One of my favourite features is the Bentley Rotating Display smack in the middle of the dash. Drivers switch between three different panels to suit their mood during that particular drive. The default is a 12.3-inch high-resolution touchscreen, the second panel features three handcrafted analogue dials, and the third pleases the minimalist within, with a clean, veneer-only face.
Now that I’m done fan-girling over the aesthetics, let’s get to the engine that powers this sublime beast.
Under the hood is a new six-litre, W12 twin-turbo engine that can crank out 626bhp.
Bentley Continental GT: First drive
While you do feel the power within this car, you’re not tempted to unleash it. The car is more enjoyable when you’re cruising and wrapped in its abundant luxury.
However it’s not just eye-candy and a butt-rest for wealthy elitists. This Bentley’s got wings!
This car is fast. Crazy fast. I truly underestimated its speed.

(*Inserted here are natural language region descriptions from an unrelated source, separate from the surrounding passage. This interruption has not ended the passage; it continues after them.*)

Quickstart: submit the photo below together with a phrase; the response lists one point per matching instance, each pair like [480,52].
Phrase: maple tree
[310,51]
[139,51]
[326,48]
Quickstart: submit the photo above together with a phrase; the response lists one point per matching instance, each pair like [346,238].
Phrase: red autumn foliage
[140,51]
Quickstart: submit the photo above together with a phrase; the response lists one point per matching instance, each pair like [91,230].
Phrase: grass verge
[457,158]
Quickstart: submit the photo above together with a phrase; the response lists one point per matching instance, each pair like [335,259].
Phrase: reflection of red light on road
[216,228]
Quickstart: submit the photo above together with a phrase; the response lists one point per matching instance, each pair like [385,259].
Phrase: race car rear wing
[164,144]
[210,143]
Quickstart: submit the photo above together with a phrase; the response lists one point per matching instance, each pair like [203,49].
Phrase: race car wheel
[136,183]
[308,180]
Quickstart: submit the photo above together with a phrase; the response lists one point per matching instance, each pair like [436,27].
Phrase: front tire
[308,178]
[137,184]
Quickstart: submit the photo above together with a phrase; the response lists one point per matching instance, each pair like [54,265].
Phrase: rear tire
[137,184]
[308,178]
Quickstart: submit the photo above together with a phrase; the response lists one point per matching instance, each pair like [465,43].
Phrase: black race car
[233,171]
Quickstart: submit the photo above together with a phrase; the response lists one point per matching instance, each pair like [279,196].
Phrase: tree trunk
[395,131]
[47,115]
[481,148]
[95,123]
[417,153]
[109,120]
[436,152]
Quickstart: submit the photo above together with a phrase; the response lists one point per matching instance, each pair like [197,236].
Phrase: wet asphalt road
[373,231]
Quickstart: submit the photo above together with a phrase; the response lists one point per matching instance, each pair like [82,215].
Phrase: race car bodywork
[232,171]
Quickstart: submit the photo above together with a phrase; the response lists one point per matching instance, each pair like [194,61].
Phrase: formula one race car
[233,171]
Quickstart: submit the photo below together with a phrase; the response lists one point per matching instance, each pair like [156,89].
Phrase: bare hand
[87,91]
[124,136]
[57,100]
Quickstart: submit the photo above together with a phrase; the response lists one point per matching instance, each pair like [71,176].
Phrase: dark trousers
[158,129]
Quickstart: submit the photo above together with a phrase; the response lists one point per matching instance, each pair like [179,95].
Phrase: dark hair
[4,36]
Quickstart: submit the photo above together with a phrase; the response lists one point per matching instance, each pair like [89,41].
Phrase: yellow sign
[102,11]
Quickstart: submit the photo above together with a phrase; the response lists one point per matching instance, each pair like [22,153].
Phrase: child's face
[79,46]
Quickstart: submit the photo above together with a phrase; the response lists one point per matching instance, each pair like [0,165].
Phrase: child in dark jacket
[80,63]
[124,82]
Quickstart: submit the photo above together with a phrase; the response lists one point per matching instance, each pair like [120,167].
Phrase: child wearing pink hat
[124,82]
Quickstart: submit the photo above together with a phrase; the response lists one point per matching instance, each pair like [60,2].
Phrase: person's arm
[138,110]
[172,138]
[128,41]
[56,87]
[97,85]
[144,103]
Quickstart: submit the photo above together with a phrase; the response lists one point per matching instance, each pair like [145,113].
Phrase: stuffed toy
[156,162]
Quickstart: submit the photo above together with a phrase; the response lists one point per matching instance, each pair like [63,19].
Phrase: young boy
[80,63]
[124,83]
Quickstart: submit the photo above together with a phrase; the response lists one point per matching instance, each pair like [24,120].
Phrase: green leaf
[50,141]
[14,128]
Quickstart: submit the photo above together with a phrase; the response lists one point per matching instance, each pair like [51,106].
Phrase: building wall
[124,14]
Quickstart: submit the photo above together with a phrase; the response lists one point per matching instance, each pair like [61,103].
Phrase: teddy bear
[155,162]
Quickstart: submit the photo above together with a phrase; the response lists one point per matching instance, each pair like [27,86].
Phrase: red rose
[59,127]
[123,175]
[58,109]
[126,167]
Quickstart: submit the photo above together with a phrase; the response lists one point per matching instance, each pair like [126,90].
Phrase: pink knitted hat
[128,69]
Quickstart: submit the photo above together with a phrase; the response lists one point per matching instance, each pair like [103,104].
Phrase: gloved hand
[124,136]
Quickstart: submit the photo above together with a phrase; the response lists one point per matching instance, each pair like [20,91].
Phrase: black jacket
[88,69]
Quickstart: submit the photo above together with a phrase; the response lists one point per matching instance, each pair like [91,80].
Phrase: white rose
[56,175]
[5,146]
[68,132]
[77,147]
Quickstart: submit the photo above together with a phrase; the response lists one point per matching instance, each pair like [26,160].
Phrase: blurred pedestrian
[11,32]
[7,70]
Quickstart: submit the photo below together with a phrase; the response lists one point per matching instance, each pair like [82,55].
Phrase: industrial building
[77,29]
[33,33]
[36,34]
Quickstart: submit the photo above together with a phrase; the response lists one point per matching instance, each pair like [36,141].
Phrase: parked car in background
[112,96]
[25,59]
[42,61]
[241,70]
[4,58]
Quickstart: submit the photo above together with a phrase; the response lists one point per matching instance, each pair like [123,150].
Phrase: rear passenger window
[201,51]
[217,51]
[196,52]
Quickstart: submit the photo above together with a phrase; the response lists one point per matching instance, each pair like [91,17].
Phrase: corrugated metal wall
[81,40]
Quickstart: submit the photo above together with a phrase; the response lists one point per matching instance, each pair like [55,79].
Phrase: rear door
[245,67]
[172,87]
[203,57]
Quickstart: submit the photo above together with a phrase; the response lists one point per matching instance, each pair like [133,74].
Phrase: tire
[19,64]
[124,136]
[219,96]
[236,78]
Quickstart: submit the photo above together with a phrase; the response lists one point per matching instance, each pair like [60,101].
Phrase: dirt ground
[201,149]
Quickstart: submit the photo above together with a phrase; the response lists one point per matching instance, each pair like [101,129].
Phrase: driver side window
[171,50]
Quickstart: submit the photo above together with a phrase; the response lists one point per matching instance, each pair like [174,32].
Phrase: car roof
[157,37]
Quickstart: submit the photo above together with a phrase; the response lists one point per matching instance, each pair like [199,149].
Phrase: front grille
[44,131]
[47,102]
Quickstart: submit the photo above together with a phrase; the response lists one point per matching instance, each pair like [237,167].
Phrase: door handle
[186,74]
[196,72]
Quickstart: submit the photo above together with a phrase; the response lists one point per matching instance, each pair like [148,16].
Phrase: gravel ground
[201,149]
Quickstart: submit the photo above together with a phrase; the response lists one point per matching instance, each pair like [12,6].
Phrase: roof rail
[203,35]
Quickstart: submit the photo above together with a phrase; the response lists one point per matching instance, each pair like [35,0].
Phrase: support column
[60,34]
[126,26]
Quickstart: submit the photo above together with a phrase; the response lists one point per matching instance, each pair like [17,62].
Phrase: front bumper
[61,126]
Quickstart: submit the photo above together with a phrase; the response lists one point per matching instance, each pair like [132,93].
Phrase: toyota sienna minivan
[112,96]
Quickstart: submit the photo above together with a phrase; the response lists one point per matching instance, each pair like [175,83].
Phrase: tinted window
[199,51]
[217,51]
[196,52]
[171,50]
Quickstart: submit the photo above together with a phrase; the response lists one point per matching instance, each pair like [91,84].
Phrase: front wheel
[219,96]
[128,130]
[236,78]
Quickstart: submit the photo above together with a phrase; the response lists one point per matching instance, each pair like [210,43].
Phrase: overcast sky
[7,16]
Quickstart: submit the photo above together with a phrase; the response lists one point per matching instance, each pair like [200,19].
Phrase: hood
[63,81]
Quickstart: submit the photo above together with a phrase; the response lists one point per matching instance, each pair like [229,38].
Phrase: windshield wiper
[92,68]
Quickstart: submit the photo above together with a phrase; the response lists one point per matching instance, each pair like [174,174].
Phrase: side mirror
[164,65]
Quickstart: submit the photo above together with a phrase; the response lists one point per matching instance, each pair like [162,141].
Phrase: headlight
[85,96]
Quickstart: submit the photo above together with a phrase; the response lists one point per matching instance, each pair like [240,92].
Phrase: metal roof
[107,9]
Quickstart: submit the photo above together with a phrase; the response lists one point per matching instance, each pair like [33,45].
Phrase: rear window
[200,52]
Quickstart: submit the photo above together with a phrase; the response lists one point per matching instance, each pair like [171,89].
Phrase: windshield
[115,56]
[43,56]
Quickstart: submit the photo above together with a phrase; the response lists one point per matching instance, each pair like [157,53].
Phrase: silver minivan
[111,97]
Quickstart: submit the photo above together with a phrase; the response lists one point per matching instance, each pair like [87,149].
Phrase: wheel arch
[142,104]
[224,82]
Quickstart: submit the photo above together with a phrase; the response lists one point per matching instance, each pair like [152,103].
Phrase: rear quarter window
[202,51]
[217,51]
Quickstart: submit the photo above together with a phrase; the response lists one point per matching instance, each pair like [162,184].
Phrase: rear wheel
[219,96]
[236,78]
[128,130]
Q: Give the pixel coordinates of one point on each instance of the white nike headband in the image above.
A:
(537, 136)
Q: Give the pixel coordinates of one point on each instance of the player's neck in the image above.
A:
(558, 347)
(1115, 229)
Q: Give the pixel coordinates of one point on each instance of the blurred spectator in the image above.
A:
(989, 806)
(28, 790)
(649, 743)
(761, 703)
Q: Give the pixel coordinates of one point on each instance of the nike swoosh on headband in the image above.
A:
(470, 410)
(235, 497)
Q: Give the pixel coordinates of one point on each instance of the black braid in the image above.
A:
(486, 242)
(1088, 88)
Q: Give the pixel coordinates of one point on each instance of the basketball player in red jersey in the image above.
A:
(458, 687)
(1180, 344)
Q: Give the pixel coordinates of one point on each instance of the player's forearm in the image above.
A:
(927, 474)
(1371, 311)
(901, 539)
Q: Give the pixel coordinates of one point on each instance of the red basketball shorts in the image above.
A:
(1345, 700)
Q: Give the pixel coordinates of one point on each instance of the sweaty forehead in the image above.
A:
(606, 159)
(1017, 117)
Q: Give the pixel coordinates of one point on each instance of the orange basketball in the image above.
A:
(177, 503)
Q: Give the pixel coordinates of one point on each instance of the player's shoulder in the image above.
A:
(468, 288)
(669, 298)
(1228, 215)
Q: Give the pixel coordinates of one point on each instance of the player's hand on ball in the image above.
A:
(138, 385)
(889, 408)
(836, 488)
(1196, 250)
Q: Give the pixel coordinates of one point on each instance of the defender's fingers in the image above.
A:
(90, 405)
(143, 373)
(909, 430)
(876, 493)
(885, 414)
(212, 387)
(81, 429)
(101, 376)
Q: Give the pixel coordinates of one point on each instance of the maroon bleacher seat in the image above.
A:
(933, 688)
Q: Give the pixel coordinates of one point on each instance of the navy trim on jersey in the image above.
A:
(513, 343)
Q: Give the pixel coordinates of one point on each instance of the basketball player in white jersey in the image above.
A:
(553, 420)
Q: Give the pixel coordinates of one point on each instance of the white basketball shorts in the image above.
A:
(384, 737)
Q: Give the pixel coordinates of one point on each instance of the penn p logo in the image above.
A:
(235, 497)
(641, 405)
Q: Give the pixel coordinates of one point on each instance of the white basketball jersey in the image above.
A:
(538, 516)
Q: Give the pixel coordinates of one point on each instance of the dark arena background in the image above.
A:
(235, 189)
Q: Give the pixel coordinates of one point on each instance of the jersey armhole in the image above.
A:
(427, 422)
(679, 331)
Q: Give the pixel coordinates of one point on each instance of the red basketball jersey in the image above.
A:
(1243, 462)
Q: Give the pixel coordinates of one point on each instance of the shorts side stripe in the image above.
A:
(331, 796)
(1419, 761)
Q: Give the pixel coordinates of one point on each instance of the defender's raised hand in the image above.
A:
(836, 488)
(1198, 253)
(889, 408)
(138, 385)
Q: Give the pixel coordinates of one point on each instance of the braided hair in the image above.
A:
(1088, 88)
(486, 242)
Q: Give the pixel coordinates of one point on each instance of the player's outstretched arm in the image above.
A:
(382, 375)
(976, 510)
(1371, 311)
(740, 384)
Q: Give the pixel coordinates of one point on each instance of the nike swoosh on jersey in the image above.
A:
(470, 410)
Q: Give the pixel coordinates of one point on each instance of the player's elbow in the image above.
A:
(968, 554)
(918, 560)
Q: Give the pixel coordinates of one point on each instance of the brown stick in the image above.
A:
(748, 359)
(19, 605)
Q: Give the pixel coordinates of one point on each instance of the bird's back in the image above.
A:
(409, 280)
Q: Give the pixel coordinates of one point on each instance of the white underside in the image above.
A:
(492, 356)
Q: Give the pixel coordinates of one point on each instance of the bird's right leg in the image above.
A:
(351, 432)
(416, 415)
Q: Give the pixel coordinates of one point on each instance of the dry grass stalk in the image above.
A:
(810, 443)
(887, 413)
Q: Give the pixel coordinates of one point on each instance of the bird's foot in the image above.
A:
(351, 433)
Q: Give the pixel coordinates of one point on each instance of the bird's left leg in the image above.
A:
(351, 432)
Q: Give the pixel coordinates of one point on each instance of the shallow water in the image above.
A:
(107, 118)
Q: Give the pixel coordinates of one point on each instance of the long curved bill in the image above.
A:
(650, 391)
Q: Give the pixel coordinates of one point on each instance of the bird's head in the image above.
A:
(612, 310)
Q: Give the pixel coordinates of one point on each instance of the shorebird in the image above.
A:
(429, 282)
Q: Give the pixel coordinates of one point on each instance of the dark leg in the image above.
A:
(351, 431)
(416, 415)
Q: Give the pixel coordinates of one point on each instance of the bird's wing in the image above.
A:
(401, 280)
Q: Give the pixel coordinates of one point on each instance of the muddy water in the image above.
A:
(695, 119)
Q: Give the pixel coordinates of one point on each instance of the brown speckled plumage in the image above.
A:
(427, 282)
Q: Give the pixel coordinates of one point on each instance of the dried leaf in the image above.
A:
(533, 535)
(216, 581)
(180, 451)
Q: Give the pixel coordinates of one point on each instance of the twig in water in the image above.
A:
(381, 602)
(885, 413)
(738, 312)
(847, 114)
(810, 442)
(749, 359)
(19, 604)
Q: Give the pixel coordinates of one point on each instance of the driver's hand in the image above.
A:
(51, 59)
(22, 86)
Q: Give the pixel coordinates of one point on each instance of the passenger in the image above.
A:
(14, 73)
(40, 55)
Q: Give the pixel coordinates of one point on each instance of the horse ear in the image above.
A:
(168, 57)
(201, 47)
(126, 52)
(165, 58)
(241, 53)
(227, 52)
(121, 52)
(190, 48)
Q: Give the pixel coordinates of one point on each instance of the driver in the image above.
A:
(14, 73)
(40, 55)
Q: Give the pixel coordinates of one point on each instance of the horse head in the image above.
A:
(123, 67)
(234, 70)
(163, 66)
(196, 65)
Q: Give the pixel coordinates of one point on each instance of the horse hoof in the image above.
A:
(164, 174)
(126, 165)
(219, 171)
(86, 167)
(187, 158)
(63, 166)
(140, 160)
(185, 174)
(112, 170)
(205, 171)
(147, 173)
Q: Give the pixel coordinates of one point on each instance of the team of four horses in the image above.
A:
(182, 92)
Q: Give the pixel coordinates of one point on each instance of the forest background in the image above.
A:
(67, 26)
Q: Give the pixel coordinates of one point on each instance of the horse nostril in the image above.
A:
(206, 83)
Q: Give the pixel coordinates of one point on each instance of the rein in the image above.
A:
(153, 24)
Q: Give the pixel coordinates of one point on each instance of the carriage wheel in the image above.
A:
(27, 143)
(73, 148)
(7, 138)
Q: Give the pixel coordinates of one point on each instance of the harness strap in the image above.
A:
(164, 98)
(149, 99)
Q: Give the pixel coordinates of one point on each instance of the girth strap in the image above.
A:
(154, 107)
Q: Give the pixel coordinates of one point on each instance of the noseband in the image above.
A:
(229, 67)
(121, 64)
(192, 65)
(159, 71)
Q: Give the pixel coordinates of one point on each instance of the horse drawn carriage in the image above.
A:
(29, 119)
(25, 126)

While at first glance this seems like a suited gentleman, a slight dip of your ankle transforms it into a bareknuckle alleyway boxer: Jekyll and Hyde, if you will. The Continental GT can fly from 0 – 100 km/h in 3.7 seconds, and hit a top speed of 333 km/h.
And the beauty of it is that you don’t feel like you’re travelling that fast. It is stable. It is wholesome. And it drives at breakneck speeds like it’s no big deal.
While I have not driven previous Continental GT models, allow me to paraphrase (plagiarize) the aforementioned conversation (eavesdropping session) from veteran motoring journalists where they claim, “a relaunch was well overdue, the Continental GT needed an upgrade to compete with the likes of the S Classes, Panameras and GranTourismos.”
However, there is another rival a little closer to home for Bentley. And that’s Aston Martin’s DB11 AMR that always finds a way to pop up in every conversation related to the Bentley Continental GT.
Luckily, I can comment on the ‘Continental GT Vs. DB11 AMR’ argument. However that’s an entirely different article for another week on the similarities, the differences, the drive, the design, etc. Long story short: I would personally choose the Bentley. Sorry DB11.
Back to the Bentley, while this vehicle absolutely owns cruising and straight lines, the question you should be asking is: how does it fair on the corners? Since it is quite stocky, you wouldn’t expect it to be a nimble as a gazelle.
But it fairs better than you would imagine. Quick overtakes, and flowing corners are magical in the Continental GT, however don’t expect this to prance around hairpins and tight bends at high speeds, because it wasn’t made for nutters who plan on screeching around hairpins and tight bends at high speeds. (Trust me on that).
I’m glad I chose the unsupervised and unchaperoned drive back to Dubai in the Continental GT.
And while I did enjoy blasting through the curvaceous mountain roads, I enjoyed the peaceful open roads a lot more.
I never thought I would ever say this, but: driving the Continental GT on a boring two-hour drive back home on straight highways was a lot more enjoyable than the 30 minutes of mountain carving.
Maybe the Bentley soothes the savage speed beast within?
Or perhaps it was the amazing 650-watt Bentley sound system, or the massage seats, or the 1-hour nap, or the adaptive cruise control and active lane assist thanks to its autonomous self-driving technology.
It’s a sheer pleasure to drive, and thank you Bentley for ruining cars for me.